Dentro de um paradigma sociológico a visão que vem sendo construída ao longo
dos tempos sobre a infância nos toma em reflexões e ponderações como nos
recomenda Teixeira (2009):
...me debruço a observar à concepção de infância nos dias atuais onde é
possível ver o reconhecimento da criança, da infância como "um vir a ser"

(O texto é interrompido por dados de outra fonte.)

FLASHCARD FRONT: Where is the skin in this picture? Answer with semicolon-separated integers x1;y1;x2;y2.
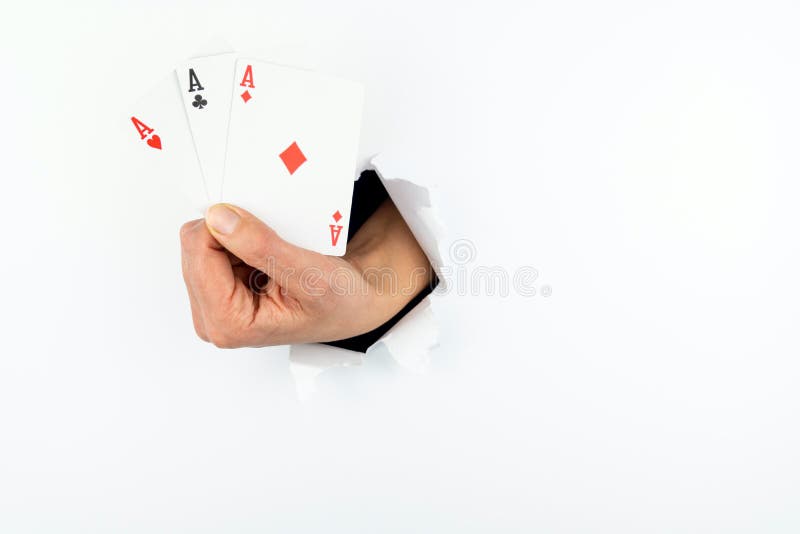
181;199;433;348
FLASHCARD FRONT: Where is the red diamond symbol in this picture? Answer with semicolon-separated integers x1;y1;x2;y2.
280;143;306;174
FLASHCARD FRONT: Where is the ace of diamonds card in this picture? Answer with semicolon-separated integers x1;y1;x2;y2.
223;59;364;256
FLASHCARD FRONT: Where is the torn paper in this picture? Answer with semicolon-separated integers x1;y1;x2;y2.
289;156;446;400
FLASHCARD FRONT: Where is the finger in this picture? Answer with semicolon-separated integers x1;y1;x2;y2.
181;221;241;322
206;204;331;294
181;223;208;341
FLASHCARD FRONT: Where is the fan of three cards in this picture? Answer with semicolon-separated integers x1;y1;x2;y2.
131;54;364;256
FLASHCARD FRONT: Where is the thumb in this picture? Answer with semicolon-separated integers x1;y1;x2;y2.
206;204;327;291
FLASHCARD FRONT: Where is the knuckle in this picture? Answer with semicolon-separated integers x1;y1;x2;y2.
206;328;240;349
194;325;209;343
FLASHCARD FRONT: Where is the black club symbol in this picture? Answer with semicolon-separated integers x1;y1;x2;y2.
192;95;208;109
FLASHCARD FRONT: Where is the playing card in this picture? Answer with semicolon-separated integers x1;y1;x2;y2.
175;53;236;202
223;58;364;256
123;76;209;218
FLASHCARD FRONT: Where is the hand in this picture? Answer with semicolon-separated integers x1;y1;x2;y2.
181;200;432;348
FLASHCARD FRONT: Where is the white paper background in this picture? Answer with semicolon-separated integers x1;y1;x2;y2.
0;1;800;533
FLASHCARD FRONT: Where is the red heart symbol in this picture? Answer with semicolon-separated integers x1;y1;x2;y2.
147;134;161;150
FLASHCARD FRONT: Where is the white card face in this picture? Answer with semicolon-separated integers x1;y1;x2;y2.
223;58;364;256
175;53;236;202
120;75;208;219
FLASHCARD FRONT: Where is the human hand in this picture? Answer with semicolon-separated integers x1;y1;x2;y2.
181;200;432;348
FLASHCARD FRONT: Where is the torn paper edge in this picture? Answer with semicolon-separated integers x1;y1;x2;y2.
289;155;446;401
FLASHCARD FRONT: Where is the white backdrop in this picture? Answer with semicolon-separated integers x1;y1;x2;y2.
0;0;800;533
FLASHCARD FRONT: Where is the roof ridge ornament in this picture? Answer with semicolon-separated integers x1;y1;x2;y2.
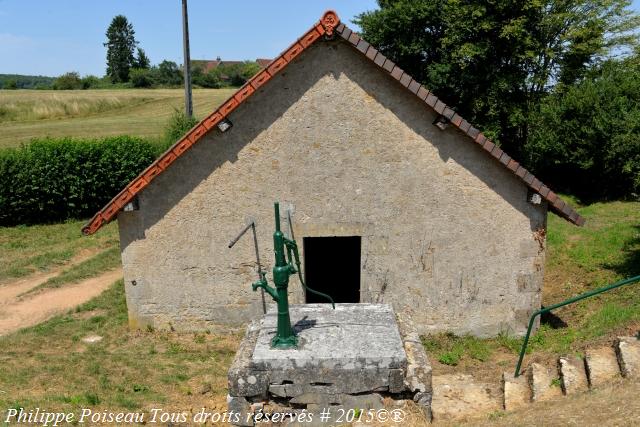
320;10;340;37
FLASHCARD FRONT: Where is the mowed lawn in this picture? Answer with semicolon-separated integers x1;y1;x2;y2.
0;202;640;418
0;89;235;148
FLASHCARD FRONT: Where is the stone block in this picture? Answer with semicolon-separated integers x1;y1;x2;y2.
389;369;405;393
227;395;254;427
585;347;620;387
615;337;640;379
431;374;502;421
558;357;589;394
502;372;531;411
404;333;432;393
228;370;269;396
227;322;269;397
527;363;562;402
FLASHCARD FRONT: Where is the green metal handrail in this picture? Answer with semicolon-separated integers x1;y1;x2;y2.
513;276;640;377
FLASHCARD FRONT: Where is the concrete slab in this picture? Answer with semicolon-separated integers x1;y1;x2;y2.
251;304;407;370
228;304;424;425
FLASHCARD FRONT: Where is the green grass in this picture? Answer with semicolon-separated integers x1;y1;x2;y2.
23;247;121;295
0;221;118;282
423;200;640;365
0;89;235;148
422;334;492;366
0;280;240;411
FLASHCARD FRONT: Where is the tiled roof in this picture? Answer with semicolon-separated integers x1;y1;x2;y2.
82;11;584;235
256;58;271;68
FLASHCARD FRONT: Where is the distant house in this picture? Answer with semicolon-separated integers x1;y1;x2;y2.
191;56;272;73
83;12;584;336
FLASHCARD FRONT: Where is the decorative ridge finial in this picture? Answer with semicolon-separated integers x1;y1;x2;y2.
320;10;340;36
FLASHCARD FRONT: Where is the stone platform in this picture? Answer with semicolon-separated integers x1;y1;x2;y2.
228;304;431;425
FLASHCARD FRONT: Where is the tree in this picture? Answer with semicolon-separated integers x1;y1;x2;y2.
133;48;151;70
526;56;640;199
156;59;182;86
104;15;138;83
356;0;639;158
129;68;155;88
53;71;83;90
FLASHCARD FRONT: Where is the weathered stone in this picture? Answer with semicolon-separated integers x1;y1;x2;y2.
413;391;433;421
431;374;502;421
269;384;287;397
585;347;620;387
403;333;432;393
502;372;531;411
250;304;407;396
558;357;589;394
616;337;640;378
229;304;431;425
118;36;547;336
389;369;405;393
289;393;384;410
227;395;255;426
527;363;562;402
227;322;269;397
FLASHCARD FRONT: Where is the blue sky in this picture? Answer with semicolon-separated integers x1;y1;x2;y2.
0;0;640;76
0;0;376;76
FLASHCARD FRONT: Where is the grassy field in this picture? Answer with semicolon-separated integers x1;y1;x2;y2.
424;201;640;374
0;89;234;148
0;221;120;283
0;202;640;418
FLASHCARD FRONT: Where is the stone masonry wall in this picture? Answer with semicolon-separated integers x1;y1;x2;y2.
118;41;546;336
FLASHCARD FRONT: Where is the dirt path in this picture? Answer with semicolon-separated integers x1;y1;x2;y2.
0;249;100;304
0;269;122;335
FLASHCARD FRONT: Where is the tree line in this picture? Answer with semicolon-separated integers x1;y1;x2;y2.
356;0;640;199
0;15;260;90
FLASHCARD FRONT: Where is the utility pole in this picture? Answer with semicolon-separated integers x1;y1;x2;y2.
182;0;193;117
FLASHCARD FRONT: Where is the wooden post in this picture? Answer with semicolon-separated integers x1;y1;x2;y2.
182;0;193;117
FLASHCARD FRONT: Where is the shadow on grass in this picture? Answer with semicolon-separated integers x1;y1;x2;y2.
540;306;568;329
603;225;640;278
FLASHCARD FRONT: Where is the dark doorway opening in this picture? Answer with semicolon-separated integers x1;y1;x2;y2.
303;236;361;303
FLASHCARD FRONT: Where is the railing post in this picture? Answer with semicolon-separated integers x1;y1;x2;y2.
513;276;640;377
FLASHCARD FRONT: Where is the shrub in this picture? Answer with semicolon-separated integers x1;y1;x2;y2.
164;110;198;148
82;75;103;89
0;136;158;226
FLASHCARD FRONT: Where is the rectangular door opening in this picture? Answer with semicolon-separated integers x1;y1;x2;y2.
303;236;361;303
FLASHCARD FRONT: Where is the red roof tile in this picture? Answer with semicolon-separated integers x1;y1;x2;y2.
82;10;584;235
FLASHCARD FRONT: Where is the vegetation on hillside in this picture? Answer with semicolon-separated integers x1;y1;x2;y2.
424;197;640;370
0;137;159;225
356;0;640;197
0;89;233;148
104;15;140;83
0;220;118;282
0;74;54;89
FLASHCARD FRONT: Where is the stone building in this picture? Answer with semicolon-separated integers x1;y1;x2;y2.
83;12;584;336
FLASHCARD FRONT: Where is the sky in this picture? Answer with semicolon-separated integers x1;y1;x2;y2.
0;0;377;76
0;0;640;76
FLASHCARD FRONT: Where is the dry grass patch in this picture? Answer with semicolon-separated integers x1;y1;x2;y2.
0;89;235;148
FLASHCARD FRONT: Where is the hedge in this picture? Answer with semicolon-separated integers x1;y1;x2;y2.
0;136;159;226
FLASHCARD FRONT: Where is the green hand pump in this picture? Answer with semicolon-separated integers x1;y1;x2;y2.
236;202;336;349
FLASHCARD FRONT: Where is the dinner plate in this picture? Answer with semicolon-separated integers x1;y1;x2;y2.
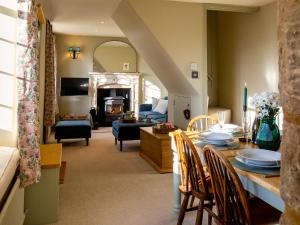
203;139;235;146
235;156;280;169
238;149;281;166
210;123;240;130
204;132;233;141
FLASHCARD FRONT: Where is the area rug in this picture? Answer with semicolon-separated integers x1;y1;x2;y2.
59;161;67;184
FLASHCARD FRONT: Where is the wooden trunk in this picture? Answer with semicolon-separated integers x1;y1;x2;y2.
140;127;173;173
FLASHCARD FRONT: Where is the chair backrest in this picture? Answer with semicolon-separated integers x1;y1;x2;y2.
187;115;218;132
204;146;253;225
173;129;188;188
180;132;209;194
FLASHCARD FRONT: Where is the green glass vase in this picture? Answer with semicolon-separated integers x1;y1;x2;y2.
256;117;280;151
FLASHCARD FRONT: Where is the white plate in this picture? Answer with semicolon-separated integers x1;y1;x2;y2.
211;124;240;130
238;148;281;165
204;132;233;141
203;139;235;146
235;156;280;169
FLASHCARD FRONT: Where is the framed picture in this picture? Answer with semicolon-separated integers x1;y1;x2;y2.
123;63;129;71
192;71;198;79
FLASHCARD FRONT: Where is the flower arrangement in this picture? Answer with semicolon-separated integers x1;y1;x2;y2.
250;92;280;119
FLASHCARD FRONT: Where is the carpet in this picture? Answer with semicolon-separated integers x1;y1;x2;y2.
48;128;207;225
59;161;67;184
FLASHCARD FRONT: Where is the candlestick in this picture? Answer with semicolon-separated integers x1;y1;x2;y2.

no futuro, é um olhar que por mais que se direciona a pensar nas crianças
como sujeitos ativos e produtores de culturas ainda se almejam o preparo
destas para o futuro desconsiderando-se o presente. Daí surgem as
problematizações sobre questões da concepção da infância na atualidade: a
criança já é no presente, ou será somente no futuro? Deve ser considerada
no presente ou deve ser vista somente como um ser que será só no futuro
desconsiderando o que ela é, sua vida, seu olhar e sua formação no
presente?
Já, juridicamente, podemos considerar a infância como uma etapa da vida onde a
proteção é no sentido de que as crianças, por si só, não podem defender-se, cuidarse ou amparar-se, sendo juridicamente incapazes, tanto de exercer pessoalmente a
vida civil (C.C, art. 3º, inciso I), como de autodefender-se. Ainda consideremos as
concepções de infância advindas do ECA- Estatuto da Criança e do Adolescente- lei
nº 8069/90, pessoa de direitos, que precisa ser protegida mediante políticas sociais
públicas que permitam seu nascimento, e depois disso, seu desenvolvimento sadio e
harmonioso, em condições dignas de existência e ainda da Declaração universal dos
direitos da criança onde infere:
DIREITO À ESPECIAL PROTEÇÃO PARA O SEU DESENVOLVIMENTO
FÍSICO, MENTAL E SOCIAL
Princípio II
- A criança gozará de proteção especial e disporá de oportunidade e
serviços, a serem estabelecidos em lei por outros meios, de modo que
possa desenvolver-se física, mental, moral, espiritual e socialmente de
forma saudável e normal, assim como em condições de liberdade e
dignidade. Ao promulgar leis com este fim, a consideração fundamental
a que se atenderá será o interesse superior da criança . (grifo nosso)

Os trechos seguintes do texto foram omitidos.